With Spain’s change of fortunes under new manager Luis Enrique, it’s perfectly reasonable to ask if Enrique would have been the better option to transform a tired and disjointed Arsenal side, rather than Unai Emery.
Those that wanted Arsene Wenger out have had to deal with the reality of that decision.
So far, the performances have been patchy and already, at this early stage, Arsenal are off the pace. This stumbling start is entirely understandable because of the way Arsenal decided change direction and appoint a new manager without giving him sufficient time to get his ideas across.
The 68 consecutive seconds of ball possession and 19 passes from Spain that lead to Saul goal v Croatia.
Great building up, great Luis Enrique, but especially a superior players’ technique.
That’s how you build football: teaching to kids to play the balk, not to win games pic.twitter.com/qeSAx7hrO3
— Tancredi Palmeri (@tancredipalmeri) September 11, 2018
After handing Wenger a contract extension, it was decided that two more years of the Frenchman was two too many.
Luis Enrique was one of the names linked to the job but it became evident that Arsenal couldn’t or wouldn’t stump up the cash to secure his services. There were also rumours that he wanted a substantial war chest to rejuvenate the side of around £250m.
This claim was never substantiated but if it was remotely true, the Arsenal board probably choked on their Darjeeling at the suggestion of such a lavish spending spree.
Two matches into his tenure as Spanish National coach and Enrique has not only stabilized the squad but he has given it an injection of purpose and reconnected the talents within the team.
If Spain were an exquisite, high performance sports car, Enrique has managed to tinker with what was already available and make it appear even more desirable.
It’s giving him way too much credit to suggest that he has reinvented the wheel with the group of players already at his disposal. Yet, it’s been highly impressive in the way that he has managed to restore faith and get the side to play the stylish, creative football again. The type of football which they were associated with and which made them a force to be reckoned with just a few short years ago.
Could he have done the same at Arsenal?
It’s a fact that both Emery and Enrique, haven’t had the time to project their ideas across but it’s clear that Enrique has made his point quicker and put Spain back on track.
In fairness to Emery, the Spanish National side has an abundance of riches from around the world, playing at the highest level, so comparisons would be unfair from this point of view. We will never know how each coach undertakes their role but Enrique had the distinct advantage of being able to speak the same language as his players from the start.

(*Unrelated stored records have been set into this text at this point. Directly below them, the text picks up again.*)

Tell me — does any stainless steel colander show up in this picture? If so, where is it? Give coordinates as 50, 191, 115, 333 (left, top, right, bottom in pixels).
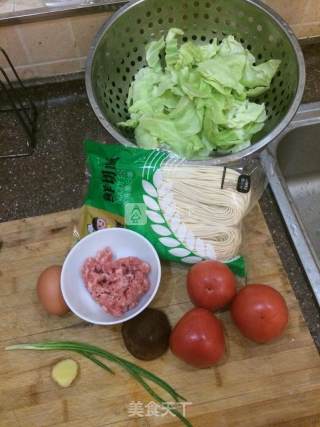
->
86, 0, 305, 164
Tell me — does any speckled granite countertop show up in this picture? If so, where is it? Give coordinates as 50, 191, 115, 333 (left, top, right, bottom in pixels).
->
0, 44, 320, 349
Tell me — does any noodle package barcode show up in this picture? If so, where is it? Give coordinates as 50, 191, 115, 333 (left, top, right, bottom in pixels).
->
81, 141, 255, 276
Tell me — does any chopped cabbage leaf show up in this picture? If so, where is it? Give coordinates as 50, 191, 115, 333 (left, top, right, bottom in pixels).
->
119, 28, 281, 159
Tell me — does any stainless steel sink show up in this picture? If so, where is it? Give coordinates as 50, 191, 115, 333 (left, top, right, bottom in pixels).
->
262, 103, 320, 305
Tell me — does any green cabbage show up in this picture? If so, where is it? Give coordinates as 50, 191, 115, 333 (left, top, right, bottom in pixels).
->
119, 28, 281, 159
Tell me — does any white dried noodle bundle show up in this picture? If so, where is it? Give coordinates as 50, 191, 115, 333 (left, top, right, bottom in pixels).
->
157, 166, 250, 261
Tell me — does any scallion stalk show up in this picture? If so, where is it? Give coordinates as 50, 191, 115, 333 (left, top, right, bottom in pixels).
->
6, 341, 192, 427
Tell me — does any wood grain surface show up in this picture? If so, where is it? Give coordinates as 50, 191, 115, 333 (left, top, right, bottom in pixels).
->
0, 207, 320, 427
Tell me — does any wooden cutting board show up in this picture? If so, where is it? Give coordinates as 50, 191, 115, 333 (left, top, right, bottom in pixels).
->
0, 207, 320, 427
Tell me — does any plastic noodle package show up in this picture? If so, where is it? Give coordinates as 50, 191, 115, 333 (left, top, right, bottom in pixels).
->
78, 141, 265, 276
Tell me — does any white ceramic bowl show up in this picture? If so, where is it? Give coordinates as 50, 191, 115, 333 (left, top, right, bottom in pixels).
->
61, 228, 161, 325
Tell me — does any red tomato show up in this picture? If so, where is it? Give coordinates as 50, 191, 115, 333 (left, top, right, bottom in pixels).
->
231, 285, 288, 343
170, 308, 225, 368
187, 261, 237, 311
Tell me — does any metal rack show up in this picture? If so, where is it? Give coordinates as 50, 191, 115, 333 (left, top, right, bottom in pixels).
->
0, 47, 38, 159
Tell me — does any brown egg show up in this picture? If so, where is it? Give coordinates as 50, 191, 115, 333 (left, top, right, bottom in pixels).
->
37, 265, 70, 316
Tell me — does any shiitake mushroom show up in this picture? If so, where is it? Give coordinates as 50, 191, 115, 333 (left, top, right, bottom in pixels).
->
121, 308, 171, 360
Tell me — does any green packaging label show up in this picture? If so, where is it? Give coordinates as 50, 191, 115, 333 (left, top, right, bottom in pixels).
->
85, 141, 245, 276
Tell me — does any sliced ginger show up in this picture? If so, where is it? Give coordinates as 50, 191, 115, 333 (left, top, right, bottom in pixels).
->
51, 359, 79, 387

Emery not only had to take over a club that needed major surgery and reconfiguration but he had only a smattering of English at his disposal. From this you can determine that Emery is obviously a man who likes a challenge of immense proportions.
Now let’s look at the finances. The prospect of Luis Enrique being given a blank cheque to address Arsenal’s many issues, had he got the job, was always a remote.
Emery was allegedly told from the outset, that funds would be made available to him over the next two transfer windows but that he had to incorporate academy players. Emery, also has the unenviable job of deciding who is surplus to requirements and his first season in charge is like a fishing expedition, noting who he can use, who he can develop and who he has to discard.
Unai Emery? I’m in! I think with his track record and obvious passion he could become a great success. Big job ahead. Massive shoes to fill. Let’s give him the platform of patience and understanding he will need. #goUnai
— Lee Dixon (@LeeDixon2) May 23, 2018
Luis Enrique would never have wanted to wait that long, his reputation is that of someone who gets results quickly and he tends to bask in the glory but who can blame him. Football is rapidly dividing into leagues within leagues, with the high achievers and the also rams and it may not be long before a super league develops across the globe.
With this type of structure looming, results have to be instant, which make the Guardiola’s, Klopp’s and Enrique’s of this world even more desirable, if not exactly affordable.
My own take on the Emery Unai or Luis Enrique question, Emery will do the job and make Arsenal a functional, more consistent team but I’m not sure if he can achieve the same level of success of as the first 10 years of Wenger’s reign.
Enrique probably would have delivered, had his terms been met but would that have been prudent for a club which was already six or more seasons behind the curve?
It’s not really worth contemplating in some ways, because the Arsenal hierarchy appear to have established an inflexible approach towards the modern game and resist the temptations to follow in Manchester City’s and Liverpool’s footsteps by investing substantially to claim the top prizes.